Automatic KB completion for commonsense knowledge graphs (e.g., ATOMIC and ConceptNet) poses unique challenges compared to the much studied conventional knowledge bases (e.g., Freebase). Commonsense knowledge graphs use free-form text to represent nodes, resulting in orders of magnitude more nodes compared to conventional KBs (18x more nodes in ATOMIC compared to Freebase (FB15K-237)). Importantly, this implies significantly sparser graph structures - a major challenge for existing KB completion methods that assume densely connected graphs over a relatively smaller set of nodes. In this paper, we present novel KB completion models that can address these challenges by exploiting the structural and semantic context of nodes.
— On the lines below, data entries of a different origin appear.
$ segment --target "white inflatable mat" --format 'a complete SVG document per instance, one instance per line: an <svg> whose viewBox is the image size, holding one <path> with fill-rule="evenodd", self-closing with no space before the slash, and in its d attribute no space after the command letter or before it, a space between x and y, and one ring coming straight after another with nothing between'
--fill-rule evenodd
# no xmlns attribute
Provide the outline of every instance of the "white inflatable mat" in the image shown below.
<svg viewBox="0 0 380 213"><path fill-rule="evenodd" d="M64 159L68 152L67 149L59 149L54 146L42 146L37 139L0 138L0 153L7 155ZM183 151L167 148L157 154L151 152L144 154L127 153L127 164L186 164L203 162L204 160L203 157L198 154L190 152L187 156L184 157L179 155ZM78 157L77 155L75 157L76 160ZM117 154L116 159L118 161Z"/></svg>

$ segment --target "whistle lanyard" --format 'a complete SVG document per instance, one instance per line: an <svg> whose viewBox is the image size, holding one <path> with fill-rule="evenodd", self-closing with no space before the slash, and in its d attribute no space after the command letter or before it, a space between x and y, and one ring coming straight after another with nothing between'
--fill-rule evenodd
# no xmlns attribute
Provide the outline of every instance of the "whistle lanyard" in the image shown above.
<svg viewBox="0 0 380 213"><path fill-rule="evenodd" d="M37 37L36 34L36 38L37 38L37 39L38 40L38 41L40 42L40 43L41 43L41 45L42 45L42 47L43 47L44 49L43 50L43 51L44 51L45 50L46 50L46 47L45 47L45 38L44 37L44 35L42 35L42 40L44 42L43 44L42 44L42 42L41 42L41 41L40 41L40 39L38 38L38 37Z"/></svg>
Specifically, we investigate two key ideas: (1) learning from local graph structure, using graph convolutional networks and automatic graph densification and (2) transfer learning from pre-trained language models to knowledge graphs for enhanced contextual representation of knowledge. We describe our method to incorporate information from both these sources in a joint model and provide the first empirical results for KB completion on ATOMIC and evaluation with ranking metrics on ConceptNet. Our results demonstrate the effectiveness of language model representations in boosting link prediction performance and the advantages of learning from local graph structure (+1.5 points in MRR for ConceptNet) when training on subgraphs for computational efficiency. Further analysis on model predictions shines light on the types of commonsense knowledge that language models capture well.